Todas las recetas daban las mismas instrucciones, las mismas que yo seguí. Pero en ninguna encontré por qué mi sapo me había quitado el sueño. Desperté a mi madre en la madrugada para preguntarle si le habíamos añadido suficiente sal, pero se enojó conmigo y me reclamó que regresara a dormir. Entonces bajé a la cocina para buscar entre la basura los ojos del sapo. Recordé haber visto una receta que decía que si los ojos del sapo se tornaban blancos, significaba que el sapo ya estaba pasado y lo mejor era guisarlo con mucha cebolla y jitomate. Pero cuando encontré los ojos, tenían su color particular entre lo amarillo y lo café, nada fuera de lugar. Por curiosidad, o no sé por qué razón, me llevé los ojos a mi habitación. Había decidido que lo mejor era intentar conciliar el sueño y en la mañana siguiente retomaría mi investigación. Para poder dormir, leí un poco, bebí leche caliente, medité un rato y por fin pude encontrar el descanso.
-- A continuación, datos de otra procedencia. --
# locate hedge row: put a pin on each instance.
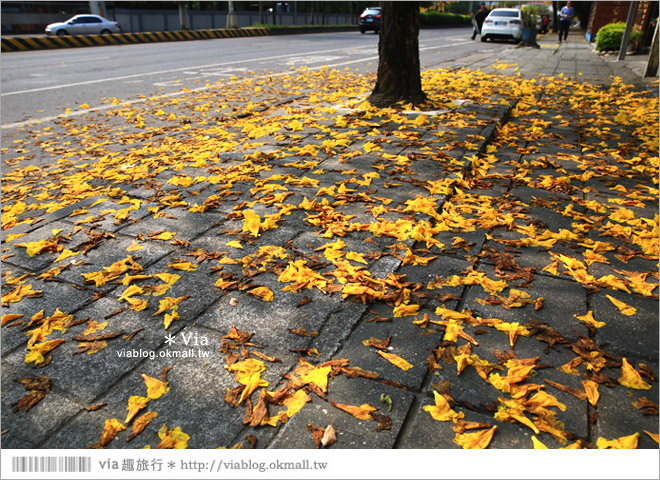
(609, 37)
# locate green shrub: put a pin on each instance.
(443, 18)
(609, 37)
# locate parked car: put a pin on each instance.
(370, 20)
(502, 24)
(84, 25)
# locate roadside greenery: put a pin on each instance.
(609, 37)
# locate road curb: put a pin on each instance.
(24, 43)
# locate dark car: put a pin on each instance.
(370, 20)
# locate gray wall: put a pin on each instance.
(132, 21)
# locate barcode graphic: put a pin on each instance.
(51, 464)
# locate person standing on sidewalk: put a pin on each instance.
(478, 20)
(565, 16)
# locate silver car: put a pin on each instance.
(502, 23)
(83, 25)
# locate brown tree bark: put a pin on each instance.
(398, 56)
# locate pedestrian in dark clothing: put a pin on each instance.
(565, 16)
(478, 20)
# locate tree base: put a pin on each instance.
(384, 100)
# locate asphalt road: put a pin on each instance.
(40, 85)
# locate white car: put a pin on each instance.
(502, 23)
(83, 25)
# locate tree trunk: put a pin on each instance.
(399, 77)
(652, 64)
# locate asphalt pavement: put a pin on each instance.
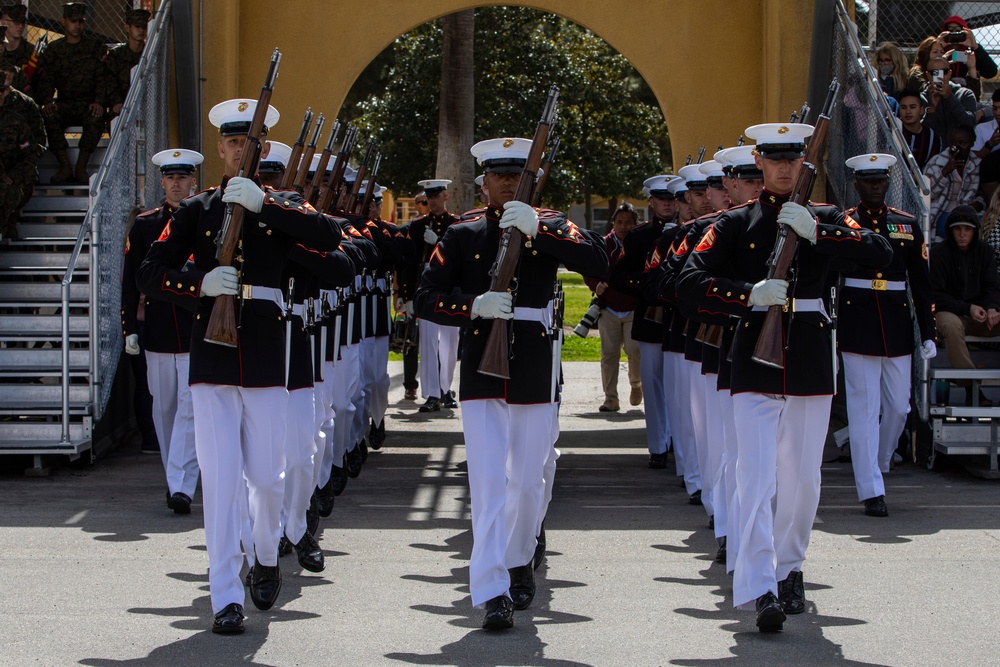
(97, 571)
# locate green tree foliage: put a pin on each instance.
(613, 133)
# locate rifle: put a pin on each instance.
(325, 198)
(222, 325)
(350, 200)
(289, 176)
(366, 202)
(496, 356)
(770, 345)
(550, 157)
(310, 190)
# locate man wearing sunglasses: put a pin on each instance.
(949, 105)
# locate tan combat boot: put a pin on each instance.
(65, 169)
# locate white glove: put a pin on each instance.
(132, 344)
(799, 219)
(520, 215)
(770, 292)
(220, 280)
(244, 192)
(494, 305)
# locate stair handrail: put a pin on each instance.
(64, 289)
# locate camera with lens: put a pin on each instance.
(589, 319)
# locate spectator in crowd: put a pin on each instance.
(70, 67)
(924, 142)
(990, 232)
(969, 60)
(954, 177)
(615, 322)
(966, 289)
(929, 48)
(893, 74)
(948, 104)
(119, 61)
(22, 142)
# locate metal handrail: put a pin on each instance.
(916, 177)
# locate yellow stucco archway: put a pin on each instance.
(716, 66)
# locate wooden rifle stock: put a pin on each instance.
(496, 355)
(221, 327)
(543, 178)
(770, 347)
(326, 195)
(289, 177)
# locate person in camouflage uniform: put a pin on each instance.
(71, 66)
(121, 58)
(22, 142)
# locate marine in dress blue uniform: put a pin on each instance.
(239, 394)
(507, 423)
(781, 414)
(875, 335)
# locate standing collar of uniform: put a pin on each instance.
(873, 212)
(771, 199)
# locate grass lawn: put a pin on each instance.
(578, 297)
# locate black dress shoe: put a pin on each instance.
(376, 437)
(338, 478)
(309, 553)
(499, 614)
(265, 584)
(536, 560)
(180, 503)
(284, 546)
(353, 462)
(876, 507)
(770, 618)
(229, 621)
(522, 585)
(792, 594)
(324, 499)
(433, 404)
(720, 555)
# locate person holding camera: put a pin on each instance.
(615, 317)
(948, 104)
(954, 177)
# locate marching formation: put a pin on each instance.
(264, 307)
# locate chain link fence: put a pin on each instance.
(908, 22)
(141, 131)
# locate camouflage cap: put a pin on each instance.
(17, 13)
(137, 17)
(76, 11)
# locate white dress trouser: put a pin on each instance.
(655, 401)
(685, 448)
(730, 460)
(378, 403)
(699, 424)
(780, 441)
(300, 451)
(438, 356)
(506, 461)
(173, 419)
(235, 425)
(873, 383)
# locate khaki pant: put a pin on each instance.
(615, 333)
(952, 330)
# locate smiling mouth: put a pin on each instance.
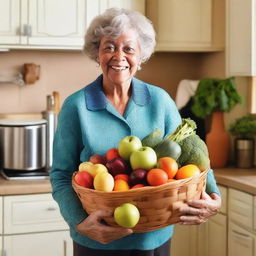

Mi celebración duró unas pocas horas hasta que me volví a despertar en la madrugada, pero esta vez con un punzante dolor en los ojos. Sentía que unas lágrimas espesas y apestosas corrían por toda mi cara, pero no podía percibir mis ojos. El susto me hizo gritar por mi madre quién llegó tan rápido como pudo, entre sábanas y chanclas a medias. Supongo que la imagen la horrorizó tanto que ella se unió a mi grito mientras tocaba mi cara, tratando de limpiar mis lágrimas pesadas. Pronto descubrí que mis ojos sangraban.
Después de intentar ponerme mis zapatos sin éxito, nos subimos al carro y me llevó al médico. Cuando llegamos me atendieron rápidamente y me empezaron a hacer las típicas preguntas de una visita al hospital: que qué me duele, que qué estaba haciendo, que si soy alérgica a algún medicamento, que qué comí... Al escuchar mi travesía con el sapo, una de las enfermeras que tenía las orejas más grandes que un elefante, me preguntó que si lo había cocido por ocho horas y que si le había añadido suficiente sal, a lo que yo asentí con mi cabeza. Después me preguntó por el color de los ojos, a lo que yo respondí que no eran blancos. El médico le dijo a mi madre que era necesario traer los ojos del sapo para observarlos y definir algún tratamiento para mí. De nuevo, no sé porqué razón, pero me pareció prudente dormir con los ojos del sapo entre mis manos, y no me acordaba que seguían ahí hasta que los mencionaron, afortunadamente no los había aplastado así que se los extendí al médico. Cuando la enfermera los vió, le susurró algo al médico y este asintió, después nos pidieron que regresáramos a la sala de espera mientras preparaban unas cosas.
Unas horas después, la misma enfermera nos pidió a mi madre y a mí que pasáramos al consultorio. Cuando llegamos, el efecto de la medicina que me habían dado cuándo llegué a la consulta ya había hecho efecto, y ya no sangraban mis ojos así que me atreví a abrirlos. Me asusté cuando pude ver la habitación desde casi todos sus ángulos. El efecto repentino me mareó y tuve que apoyarme del brazo de mi madre para no perder el balance. La enfermera también se unió al rescate y me ayudó a sentarme. Poco después nos empezó a explicar lo que me había pasado.
Salimos del hospital y llegamos a casa, todavía no me acostumbraba a la nueva visión pero aprendí que si cerraba un ojo podía enfocar un poco más. Cuando regresé a mi cuarto, ya había amanecido, tenía que prepararme para ir a la escuela. Como pude me bañé, me puse mi uniforme y bajé a la cocina a desayunar. En lugar de preparar el habitual huevo a la mexicana, mi madre puso en mi plato unos tacos de caracoles y arroz con patas de arañas.
—Tendrás que acostumbrarte —me explicó.
Sin otra opción, comí el desayuno y me encaminé a lo que sería mi último día en la escuela. Nunca los solté: entre mis manos, casi apretados, llevaba mis ojos.